The strength recovery of the rotator cuff in terms of forward elevation, abduction, internal and external rotation at 6-month follow-up was statistically significant. Furthermore, dynamometric strength assessment was evaluated in all cases. Affected and unaffected shoulders showed similar strength at the final follow-up, with the exception of the cases where rerupture occurred. In some cases, the passive range of external rotation did not come back to the level of the contralateral shoulder; however, this did not seem to restrict the daily activities, as it had already been described [25]. Ultrasound examination showed tendon healing in medium correlation with strength recovery.

This study has several limitations. First of all, it is a cohort study with a quite short follow-up. The absence of a control group may limit its clinical relevance.

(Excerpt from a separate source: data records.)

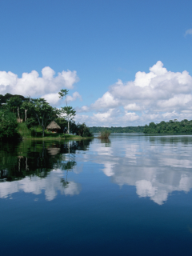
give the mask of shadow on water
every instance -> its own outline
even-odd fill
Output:
[[[77,150],[86,151],[91,140],[23,141],[0,143],[0,182],[36,175],[46,178],[54,169],[71,170]]]

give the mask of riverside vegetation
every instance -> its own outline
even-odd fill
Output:
[[[61,90],[62,97],[67,93],[66,90]],[[75,110],[71,106],[54,108],[44,98],[0,95],[0,139],[92,137],[85,123],[75,123],[74,116]],[[58,133],[46,130],[53,120],[61,127]]]
[[[191,133],[192,120],[184,119],[178,122],[177,119],[170,120],[169,122],[162,121],[160,123],[155,124],[150,122],[149,126],[144,126],[143,132],[145,134],[175,134],[175,133]]]

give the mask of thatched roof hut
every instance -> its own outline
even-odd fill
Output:
[[[46,126],[47,130],[58,130],[61,129],[61,127],[57,124],[57,122],[55,122],[54,121],[52,121],[47,126]]]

Nevertheless, it is a consecutive series of homogeneous patients with the same preoperative diagnosis and having been treated with the same surgical procedure. In addition all patients had the same preoperative and postoperative evaluation (clinical and imaging) as well as the same postoperative protocol. Finally, a correlation between echographic tendon structures at the last follow-up was found in medium correlation with the recovery of the strength in internal rotation. There are few similar series in the literature, and none of them reported a strength recovery analysis.

Forthcoming studies are warranted to investigate a relationship between clinical and anatomical results.

Conclusions

The treatment of SSC tears requires precise clinical and imaging diagnosis, and consequent arthroscopic surgery must confirm the exact pathologic anatomy. Arthroscopic repair of anterosuperior cuff tears provides good clinical pain relief and functional recovery at a short follow-up. In particular, a good strength improvement was recorded.